Un artiste du peuple
Par Mustapha Hamidouche Journaliste à L’Humanité
Hadj M’hamed El Anka a eu ce génie de faire évoluer la musique andalouse et le « medh » vers la musique populaire, le « chaâbi », né au cœur de la Casbah. Dahmane El Harrachi a révolutionné ce genre musical en rompant avec les textes moralistes et religieux.
Observateur averti du milieu populaire, Dahmane (diminutif d’Abderrahmane) a su exprimer les tourments de l’Algérien lambda et la solitude du travailleur immigré. Esthétiquement, il transformait par magie avec son instrument favori, le banjo, le pessimisme en une musique gaie. Sa musique habillait avec des mélodies et des notes simples, des proverbes et des dictons puisés dans la poésie orale. Parmi ses tubes célèbres, Ya Rayah, cette chanson revisitée par Rachid Taha, a fait le tour du monde. Né le 7 juillet 1925 à El-Biar, El Harrachi, de son vrai nom Amrani, grandit à El-Harrach dans la banlieue algéroise. Le pseudonyme El Harrachi a été adopté en hommage à sa ville d’inspiration, ex-Maison Carrée. Le chanteur a exercé dans sa jeunesse divers métiers dont celui de cordonnier et, aussi, celui de receveur de tramway. En 1949, il s’est installé en région parisienne, après un passage à Lille et Marseille. C’est dans des quartiers ouvriers où les Algériens vivaient, comme Malakoff, Montreuil, Barbès, Belleville… qu’il se produisait. Il a, dès ses débuts, rompu avec la tradition du « qcid » et du rituel des soirées chaâbies. Ahmed Hachelaf produira le premier disque de Dahmane dans les années cinquante, chez Pathé Marconi, à Paris.

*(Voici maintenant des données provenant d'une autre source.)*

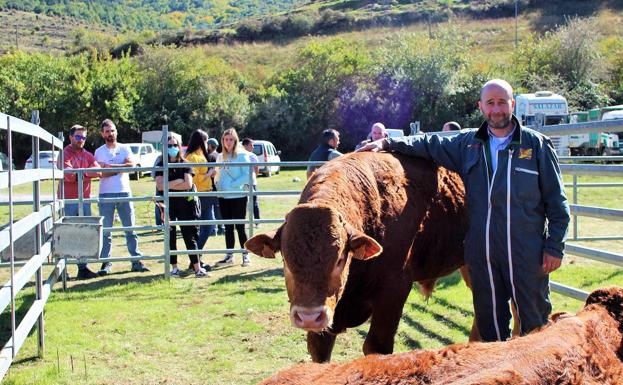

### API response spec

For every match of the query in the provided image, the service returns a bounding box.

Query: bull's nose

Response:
[290,306,329,331]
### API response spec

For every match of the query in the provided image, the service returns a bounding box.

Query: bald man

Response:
[358,79,569,341]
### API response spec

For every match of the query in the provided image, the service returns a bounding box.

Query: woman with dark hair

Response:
[156,136,208,278]
[186,129,218,255]
[216,128,251,266]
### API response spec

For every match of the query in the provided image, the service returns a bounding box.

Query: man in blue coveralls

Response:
[358,79,569,341]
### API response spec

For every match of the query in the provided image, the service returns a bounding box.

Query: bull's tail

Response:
[417,279,437,299]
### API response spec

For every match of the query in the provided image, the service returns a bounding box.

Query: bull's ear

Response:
[244,228,281,258]
[347,225,383,261]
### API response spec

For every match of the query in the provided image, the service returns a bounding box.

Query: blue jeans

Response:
[65,203,91,217]
[65,203,91,269]
[197,197,218,249]
[98,193,141,258]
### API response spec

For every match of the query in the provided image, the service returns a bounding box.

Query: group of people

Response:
[59,119,260,279]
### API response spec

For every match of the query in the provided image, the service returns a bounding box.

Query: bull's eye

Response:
[335,258,346,269]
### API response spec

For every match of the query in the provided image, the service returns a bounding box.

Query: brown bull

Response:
[245,153,467,362]
[261,287,623,385]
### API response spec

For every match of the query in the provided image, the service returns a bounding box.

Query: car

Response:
[253,140,281,177]
[24,151,60,170]
[126,143,160,180]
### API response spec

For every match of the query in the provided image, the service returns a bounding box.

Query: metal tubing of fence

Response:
[6,112,16,361]
[560,164,623,176]
[573,174,578,239]
[565,245,623,267]
[569,204,623,221]
[537,120,623,136]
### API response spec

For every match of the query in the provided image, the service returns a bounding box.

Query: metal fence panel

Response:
[0,112,63,148]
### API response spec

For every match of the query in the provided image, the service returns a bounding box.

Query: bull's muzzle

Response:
[290,305,331,332]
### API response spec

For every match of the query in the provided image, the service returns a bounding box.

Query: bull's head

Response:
[245,204,382,332]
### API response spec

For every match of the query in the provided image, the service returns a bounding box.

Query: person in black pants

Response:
[156,136,208,278]
[216,128,252,267]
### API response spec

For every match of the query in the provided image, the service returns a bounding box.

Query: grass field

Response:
[0,170,623,384]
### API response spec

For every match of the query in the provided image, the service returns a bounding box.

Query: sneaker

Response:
[214,254,234,266]
[242,253,251,267]
[188,261,212,271]
[97,262,112,275]
[131,261,149,273]
[195,269,210,278]
[76,267,99,279]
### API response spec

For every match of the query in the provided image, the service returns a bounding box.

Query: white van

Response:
[124,143,160,180]
[253,140,281,176]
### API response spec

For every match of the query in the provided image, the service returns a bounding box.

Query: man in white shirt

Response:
[95,119,149,275]
[242,138,260,227]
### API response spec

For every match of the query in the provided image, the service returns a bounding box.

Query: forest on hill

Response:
[0,0,304,31]
[0,1,623,165]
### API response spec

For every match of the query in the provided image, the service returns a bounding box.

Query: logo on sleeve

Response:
[519,148,532,159]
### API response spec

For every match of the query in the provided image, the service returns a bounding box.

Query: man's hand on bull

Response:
[543,253,562,274]
[355,138,387,152]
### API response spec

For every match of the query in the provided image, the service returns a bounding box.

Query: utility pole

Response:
[515,0,519,48]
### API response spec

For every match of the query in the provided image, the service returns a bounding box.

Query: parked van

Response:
[253,140,281,176]
[24,150,60,170]
[125,143,160,180]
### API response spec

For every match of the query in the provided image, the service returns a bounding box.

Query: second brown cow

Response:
[245,153,467,362]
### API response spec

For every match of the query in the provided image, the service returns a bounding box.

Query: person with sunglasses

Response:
[155,136,208,278]
[58,124,102,279]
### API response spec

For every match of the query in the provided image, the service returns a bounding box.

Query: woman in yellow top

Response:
[186,129,218,255]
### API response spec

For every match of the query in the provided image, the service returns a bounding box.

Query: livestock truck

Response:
[569,105,623,156]
[515,91,569,156]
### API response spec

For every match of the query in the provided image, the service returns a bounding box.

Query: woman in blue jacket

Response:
[216,128,251,266]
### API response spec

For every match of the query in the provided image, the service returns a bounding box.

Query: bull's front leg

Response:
[363,284,411,355]
[307,331,337,363]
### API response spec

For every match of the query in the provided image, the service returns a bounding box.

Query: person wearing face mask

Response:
[156,136,208,278]
[216,128,252,267]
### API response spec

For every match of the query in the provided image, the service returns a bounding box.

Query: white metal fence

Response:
[0,111,65,378]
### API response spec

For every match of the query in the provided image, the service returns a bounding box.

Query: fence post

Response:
[6,116,15,358]
[573,174,578,241]
[162,124,171,279]
[30,110,44,358]
[247,163,255,238]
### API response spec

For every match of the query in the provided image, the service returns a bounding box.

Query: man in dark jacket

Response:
[307,129,342,179]
[359,79,569,341]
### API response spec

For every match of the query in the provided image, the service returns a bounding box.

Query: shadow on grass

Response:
[410,303,470,337]
[68,271,164,293]
[402,315,454,349]
[583,270,623,287]
[214,267,283,284]
[435,270,463,290]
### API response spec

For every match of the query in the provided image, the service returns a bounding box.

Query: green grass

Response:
[0,170,623,385]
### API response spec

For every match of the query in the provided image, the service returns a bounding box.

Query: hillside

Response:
[0,0,623,53]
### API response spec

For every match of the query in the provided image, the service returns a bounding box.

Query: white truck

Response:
[515,91,569,156]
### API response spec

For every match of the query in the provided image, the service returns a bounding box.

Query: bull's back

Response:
[301,152,467,281]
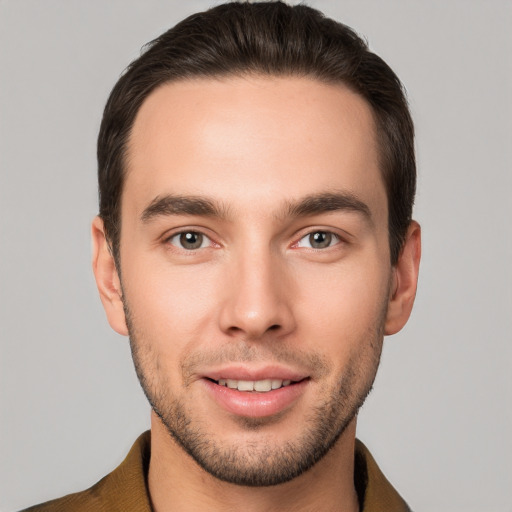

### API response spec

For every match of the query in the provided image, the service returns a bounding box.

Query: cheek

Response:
[296,264,389,354]
[123,265,222,361]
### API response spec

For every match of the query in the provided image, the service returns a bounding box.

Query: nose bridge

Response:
[221,240,294,339]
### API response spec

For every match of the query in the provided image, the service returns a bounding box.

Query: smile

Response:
[217,379,292,393]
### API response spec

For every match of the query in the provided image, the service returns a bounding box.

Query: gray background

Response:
[0,0,512,512]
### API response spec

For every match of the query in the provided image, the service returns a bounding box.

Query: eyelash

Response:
[165,229,344,254]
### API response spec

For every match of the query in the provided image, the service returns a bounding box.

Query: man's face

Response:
[120,77,392,485]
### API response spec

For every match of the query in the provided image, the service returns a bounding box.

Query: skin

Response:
[92,76,420,512]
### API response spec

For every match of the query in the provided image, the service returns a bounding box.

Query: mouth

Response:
[202,375,311,418]
[209,379,296,393]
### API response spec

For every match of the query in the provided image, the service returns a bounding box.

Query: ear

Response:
[384,220,421,335]
[91,217,128,336]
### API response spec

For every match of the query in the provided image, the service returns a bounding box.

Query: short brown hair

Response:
[98,2,416,264]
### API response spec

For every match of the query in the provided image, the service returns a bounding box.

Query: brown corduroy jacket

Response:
[22,432,410,512]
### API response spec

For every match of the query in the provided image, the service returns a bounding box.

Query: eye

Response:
[168,231,211,251]
[297,231,340,249]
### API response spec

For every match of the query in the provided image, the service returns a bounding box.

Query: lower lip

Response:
[203,379,309,418]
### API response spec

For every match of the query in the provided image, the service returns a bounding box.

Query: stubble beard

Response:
[124,301,385,487]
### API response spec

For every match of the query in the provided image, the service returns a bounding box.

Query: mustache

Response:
[180,341,332,383]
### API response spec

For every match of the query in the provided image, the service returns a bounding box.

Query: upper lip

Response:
[202,365,308,382]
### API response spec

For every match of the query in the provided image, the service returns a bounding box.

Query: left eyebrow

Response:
[284,192,372,222]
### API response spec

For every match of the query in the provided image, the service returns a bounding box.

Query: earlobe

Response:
[91,217,128,336]
[384,221,421,335]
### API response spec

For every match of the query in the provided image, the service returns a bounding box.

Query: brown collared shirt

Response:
[23,432,410,512]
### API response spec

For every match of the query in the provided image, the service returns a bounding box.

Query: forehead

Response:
[123,76,386,222]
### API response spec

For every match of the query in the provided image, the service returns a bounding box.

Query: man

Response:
[22,2,420,512]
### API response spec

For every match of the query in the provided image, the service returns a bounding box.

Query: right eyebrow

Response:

En 1956, l’artiste sortira Bahdja beidha mathoul, en hommage à Alger qui combattait le colonialisme français. Il accompagnera des artistes de renom tels que Hadj Menouar, Khelifa Belkacem et Abdelkader Quehala, ainsi que Cheikh El Hasnaoui. Son amour pour Alger lui inspire Blad el kheir. Après l’indépendance, il composera Elli hab eslahou, Elli yezraâ errih, Khabi serrek, Dak ezzine ala slamtou, Ya el Hadjla. Les paroles de ses chansons reflétaient les préoccupations de la société algérienne profonde autour de thèmes comme l’amour, l’amitié, la jalousie, l’ingratitude, la lâcheté, etc. Ses chansons, comme Khebi serek ya el ghafel ou Ya kassi alach zaydli fel demar, ont rompu avec le rituel musical initié par le Cardinal. Sa voix rocailleuse légendaire donnait à ses chansons un cachet particulier comparable au jazz. De nombreux artistes, comme Badji, Kamel Hammadi ou Cheikh Namous, reconnaissaient son talent, mais des plus jeunes, comme Rachid Taha ou Cheb Khaled, lui ont aussi rendu un hommage dans 1, 2, 3 Soleils. D’une virtuosité musicale originale, il fut l’artisan d’une seconde révolution du « chaâbi ».
Son fils Kamel suit ses pas. Dahmane El Harrachi mourut le 31 août 1980 dans un accident de voiture entre Aïn Benian et Alger. Il est enterré au cimetière d’El Kettar. Sa voix rocailleuse, sa maîtrise du banjo et du mandole, ont scellé à jamais son empreinte du renouveau de l’art du « chaâbi ».